“All hands on deck” - COP26 debriefing and discussion highlight need for concrete action to achieve climate goals

When the UN COP26 global climate summit ended in Glasgow on 13 November, Secretary-General António Guterres was already looking ahead, telling the world to keep pushing forward and never give up. “COP27 starts now,” he said.

United Nations Information Service (UNIS) Vienna Director Martin Nesirky echoed those sentiments when opening a virtual debriefing and discussion event “COP26: Keep pushing forward – what comes next?”.

Organized by UNIS Vienna and the Austrian NGO “International Association for the Advancement of Innovative Approaches to Global Challenges (IAAI)”, the event focused on sharing experiences from Glasgow, how civil society engagement can contribute to keeping the 1.5-degree goal within the realm of possibility and what can be done beyond COP26. The aim was to identify concrete actions that could help in the run-up to COP27 7-18 November 2022 in Sharm el-Sheikh, Egypt.

There was a panel of six speakers - Michael Spiekermann, Austrian Youth Delegate to COP26; Lisa Plattner, Climate Expert at the World Wide Fund for Nature (WWF) Austria; Martin Krenn, Spokesperson for the Austrian Alliance for Climate Justice; Miroslav Polzer of the International Association for the Advancement of Innovative Approaches to Global Challenges (IAAI) and The Rev. Dorothee Hahn, Vicar, Old Catholic Christuskapelle, Vienna & Representative of the Coalition of Faith-Based Organizations, as well as Angela Reithuber, Programme Manager of the Programme “Elevating Agricultural Adaptation” at the Ban Ki-moon Centre for Global Citizens.

Nesirky and Polzer opened the conference, followed by the speakers’ reflections on COP26 and a lively discussion among participants, who included representatives of Permanent Missions to the UN (Vienna), civil society and experts from UN entities based in Vienna.

Panellists agreed that the outcome of COP26 was rather limited, with some positive points. Nevertheless, they also stressed the need to focus on the work to strengthen climate action.

Spiekermann highlighted that small steps towards a responsive climate action agreement would not be sufficient considering the climate emergency and called for a shift in society to have everyone involved in taking responsibility for climate action. He asked participants to “raise [their] voice in the public” by demanding concrete action.

Plattner called for putting “all hands on deck” by fully operationalizing the Santiago Network, and explained the importance of mobilizing climate finance for the loss and damage caused by the climate emergency. She also stressed the urgent need to support those most vulnerable and affected by climate change.

Krenn pointed out that every country needs to “reach zero emissions as fast as possible” and should produce stronger emission reduction targets. He also stated that “it is on us to support but also to pressure our governments for them to live up to those expectations, and to pave the way for a prosperous world below 1.5 [degrees] of global warming”.

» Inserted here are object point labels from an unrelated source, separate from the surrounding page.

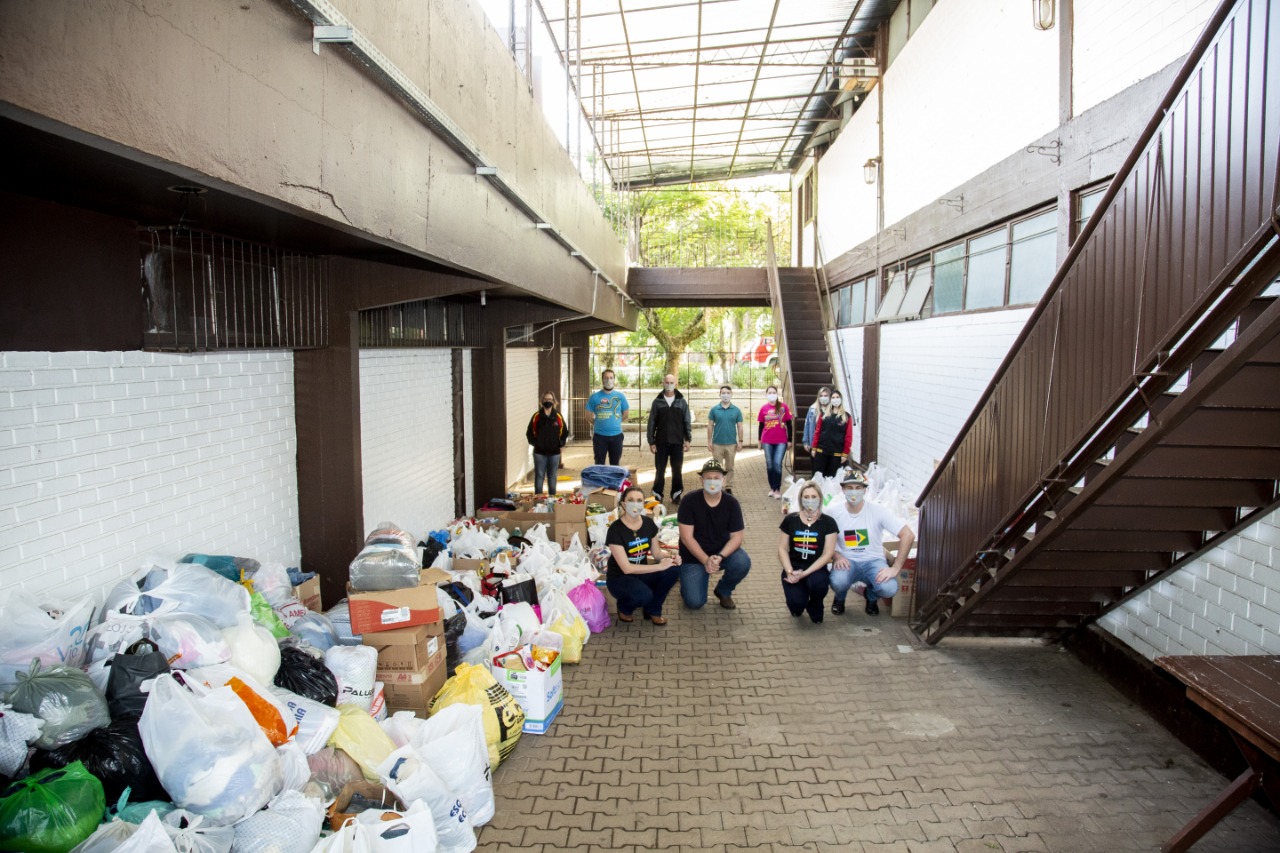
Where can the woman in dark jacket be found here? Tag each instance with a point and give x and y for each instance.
(547, 433)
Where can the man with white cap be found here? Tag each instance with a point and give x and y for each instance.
(859, 546)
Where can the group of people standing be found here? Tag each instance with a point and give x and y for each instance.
(822, 550)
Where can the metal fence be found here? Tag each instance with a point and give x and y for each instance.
(1178, 228)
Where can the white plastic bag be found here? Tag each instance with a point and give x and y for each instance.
(51, 632)
(252, 648)
(289, 824)
(452, 742)
(355, 667)
(188, 588)
(411, 779)
(209, 752)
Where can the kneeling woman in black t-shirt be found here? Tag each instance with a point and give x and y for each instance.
(807, 548)
(632, 579)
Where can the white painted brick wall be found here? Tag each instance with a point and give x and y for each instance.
(406, 438)
(932, 373)
(109, 456)
(1119, 44)
(1226, 602)
(851, 382)
(522, 396)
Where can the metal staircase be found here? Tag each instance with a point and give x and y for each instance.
(1136, 422)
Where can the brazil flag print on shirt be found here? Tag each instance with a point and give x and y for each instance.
(855, 539)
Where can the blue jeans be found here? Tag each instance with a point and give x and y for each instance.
(694, 578)
(773, 455)
(863, 571)
(611, 445)
(545, 466)
(647, 592)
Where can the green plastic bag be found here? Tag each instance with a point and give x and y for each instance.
(266, 617)
(51, 811)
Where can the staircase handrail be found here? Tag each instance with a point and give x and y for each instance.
(1188, 213)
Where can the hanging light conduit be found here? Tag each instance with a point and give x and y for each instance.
(332, 27)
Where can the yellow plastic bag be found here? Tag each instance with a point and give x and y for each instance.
(360, 737)
(503, 717)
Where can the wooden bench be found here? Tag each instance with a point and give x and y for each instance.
(1243, 692)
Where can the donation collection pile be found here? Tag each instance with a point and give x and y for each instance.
(213, 707)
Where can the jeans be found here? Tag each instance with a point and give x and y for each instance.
(694, 579)
(808, 593)
(773, 455)
(865, 573)
(676, 454)
(611, 445)
(647, 592)
(545, 466)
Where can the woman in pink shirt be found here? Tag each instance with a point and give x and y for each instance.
(775, 425)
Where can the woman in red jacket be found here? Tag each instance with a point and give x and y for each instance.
(832, 437)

Polzer underlined that civil society representatives should be included in a more substantial manner in the United Nations Framework Convention on Climate Change (UNFCCC) process. He also presented the United Citizens Organization launched at COP26 which aims to advance and promote the role of civil society in climate action through digital innovation.

Reverend Hahn expressed her concern about the urgency of the situation and called on the audience to educate themselves and to start engaging with climate action by changing one’s own behaviour to protect the environment. She also illustrated that food waste is an issue which contributes to climate change that is often overlooked.

Reithuber agreed with the other participants that the outcome of COP26 was “modest” and that the conference did not deliver the results that had been expected. She stressed that “we urgently have to connect the dots between the wisdom of farmers, the knowledge of science, the responsibility of leaders, and the influential power of civil society”.

Nesirky emphasized that achieving the climate goals “can o.nly really be done in partnership”. He furthermore underlined that “civil society is playing a crucial role” in climate action by “offering concrete ideas and proposals that can then feed into the process leading up to each COP and in implementing the Paris Agreement”.